In this 21st century the literary output of the
20th is receding into memory and what remains is that which we have
not forgotten. This is something that Borges often said.
Borges had a penchant for certain rituals. One of them was
to write prologues for his books. When these books were reprinted he would
write a new prologue that would be followed by the old one. One of my favourite
of his books is called Prólogos con un prólogo de prólogos (or Prologues with a prologue of prologues.
I smiled when yesterday in the fiction section of Indigo on
Granville and Broadway I noticed Borges’s Labyrinths in an English translation
(2007) with a prologue by William Gibson.
And of course amongst the obsession that Borges had for
cats, tigers, mirrors there were those labyrinths and that wheel of time that
is in all respects relativistic.
Einstein had a sense of humour and Borges seriously pursued
humour in his own special way. He would appreciate my present situation with a
smile.
When Juan Domingo Perón came into power Borges who was quite
vocal in his opposition to dictators lost a job as a librarian in in a minor
public library in Buenos Aires and was given the job of inspecting chickens and
rabbits in markets. As soon as Perón fell in 1955 Borges was given the job of
heading the Argentine National Library. Only today I found out that its
official name is Biblioteca Nacional Mariano Moreno.
My friend Roberto Baschetti who works at the National
Library is a neo-Peronist. He smiles a lot and has an obsession of putting into
his web page the name and biographies of all the persons who were disappeared
during the military regimes that followed President Arturo Illía deposition in
1965 (I was an unwilling participant in that coup as a conscript of the
Argentine Navy).
For obvious reasons Baschetti would not see Borges too
kindly but he does appreciate the man’s writing skills and has made it a point
to send me every six weeks (or so) a yellow package with stuff about Borges.
That both Borges and Baschetti worked or work at the
National Library I find most interesting. In William Gibson’s prologue, Gibson
mentions sitting down to chat with writer Alberto Manguel in Barcelona (circa
2006) and mentions that Manguel is the only person Gibson ever met who had
personally known Borges. Now Manguel is the new head of that National Library.
One of his first actions in that position was to organize an exposition on
Borges (I believe it was in July). And if you didn’t know I met Manguel in
Vancouver, took his portrait and reviewed one of his books for the Vancouver
Sun.
Borges would smile at all that but particularly at that
dogged delivery of books and pamphlets about him from Buenos Aires to
Vancouver.
The principal content of the latest package is the
thickish Borges el mismo, otro (the title of the Biblioteca Nacional show about
Borges). In it, for me the jewel is the reproduction of his handwritten manuscripts
including one from one of my favourite of his stories Emma Zunz (particularly original in that is it only one of two
stories that he ever wrote that featured female protagonists).

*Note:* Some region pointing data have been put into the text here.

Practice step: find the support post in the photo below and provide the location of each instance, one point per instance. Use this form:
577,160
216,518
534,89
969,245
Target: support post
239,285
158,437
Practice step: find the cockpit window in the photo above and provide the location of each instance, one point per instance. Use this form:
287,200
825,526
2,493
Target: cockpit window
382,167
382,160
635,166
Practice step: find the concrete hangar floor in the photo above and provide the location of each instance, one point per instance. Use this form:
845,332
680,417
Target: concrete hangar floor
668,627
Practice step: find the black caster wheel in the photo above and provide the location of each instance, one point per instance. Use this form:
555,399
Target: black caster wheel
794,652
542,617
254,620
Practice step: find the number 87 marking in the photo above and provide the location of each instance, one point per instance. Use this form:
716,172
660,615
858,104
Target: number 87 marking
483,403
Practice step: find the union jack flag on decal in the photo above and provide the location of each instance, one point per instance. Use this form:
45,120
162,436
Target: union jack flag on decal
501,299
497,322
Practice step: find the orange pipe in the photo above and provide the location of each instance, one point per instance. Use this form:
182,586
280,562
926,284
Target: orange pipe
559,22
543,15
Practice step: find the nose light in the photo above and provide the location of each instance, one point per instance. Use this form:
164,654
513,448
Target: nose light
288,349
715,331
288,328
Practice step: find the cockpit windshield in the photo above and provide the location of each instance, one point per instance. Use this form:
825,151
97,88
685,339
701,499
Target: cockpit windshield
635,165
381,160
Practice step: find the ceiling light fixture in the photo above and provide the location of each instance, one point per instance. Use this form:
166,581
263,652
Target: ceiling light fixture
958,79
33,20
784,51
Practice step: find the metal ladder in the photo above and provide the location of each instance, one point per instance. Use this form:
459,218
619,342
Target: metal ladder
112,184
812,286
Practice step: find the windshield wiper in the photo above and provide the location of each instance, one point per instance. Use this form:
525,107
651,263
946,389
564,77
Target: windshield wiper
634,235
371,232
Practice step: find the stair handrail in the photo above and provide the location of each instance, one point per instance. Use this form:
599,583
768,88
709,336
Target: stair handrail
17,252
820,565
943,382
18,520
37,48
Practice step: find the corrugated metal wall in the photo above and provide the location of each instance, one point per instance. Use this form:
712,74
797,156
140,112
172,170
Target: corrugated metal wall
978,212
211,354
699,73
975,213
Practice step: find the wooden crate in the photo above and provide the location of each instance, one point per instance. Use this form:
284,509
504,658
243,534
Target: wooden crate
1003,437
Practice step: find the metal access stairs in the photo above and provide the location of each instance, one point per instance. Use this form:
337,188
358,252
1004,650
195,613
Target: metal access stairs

The arrival of the package for me is magic and delight. I
can imagine Baschetti sealing the package very carefully and then with his neat
handwriting (prolijo is an often used
Argentine word for neat) addressing it to me.
At this present rate I will soon be a Borges scholar of
sorts. And that I live in Kitsilano makes it all that much more remarkable. I
am a happy stranger in a strange land.